Note on Synthetic and Biofuels
I just published a short post on the article: U.S. Air Force Report to Congress Bashes Navy’s Biofuels Program in which I mentioned that I find the people who presume to tell the U.S. Navy how it should be planning to defend our country 30 years hence to be “sadly comical.”
Having said this, I will be surprised if biofuels has a long-term future. Helping my son with his botany this semester has reminded me how little of the energy a plant absorbs from the sun can be made available for human benefit. I predict that PV, CSP, and wind, which are more direct and efficient ways to capture solar energy will win the day.
To the degree we need liquid fuels, I believe that synthetic fuels will emerge to make this happen. And coincidentally, I had an email exchange with Dr. Doty (the developer of WindFuels – syn fuels from off-peak wind) earlier today. I remain bullish on what he’s doing.
“I predict that PV, CSP, and wind, which are more direct and efficient ways to capture solar energy will win the day.
To the degree we need liquid fuels, I believe that synthetic fuels will emerge to make this happen.”
Craig
To make PV and wind viable at very large scale integration I agree we will need synthetic fuels for energy storage as this is likely to be substantial, probably multi TWh fro countries the size of the UK and chemical fuels are currently the only viable way of storing this sort of quantity of energy.

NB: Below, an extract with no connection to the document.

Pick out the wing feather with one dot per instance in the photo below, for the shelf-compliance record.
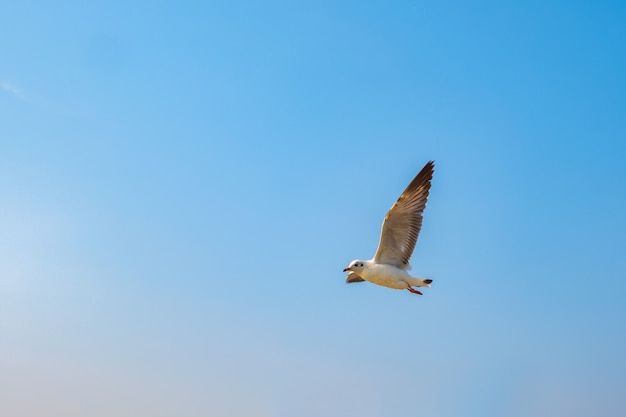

Bulk storage can also substantially improve energy security too. However, I would go further; the ideal fuel may well be solid, what I refer to as ‘Green Coal’ or synthetic carbon, (SynC). The problem is that often the best places for high PV/CSP resources are usually short of water which would be needed to produce the hydrogen to produce liquid fuels, but SynC could be produced with virtually zero net water use.
I think there is a place for now for liquid biofuels and compressed / liquified biogas as a partial transport solution but I do have strong reservations about growing crops specifically to produce liquid fuels.
To me, the biofuels which make most sense are those which utilize by products such as sewage sludge, animal manure and used bedding, food waste, straw, forestry residues such as tree bark – with the processing carried out in a way that recovers trace elements essential to plant growth and returns them to the soil.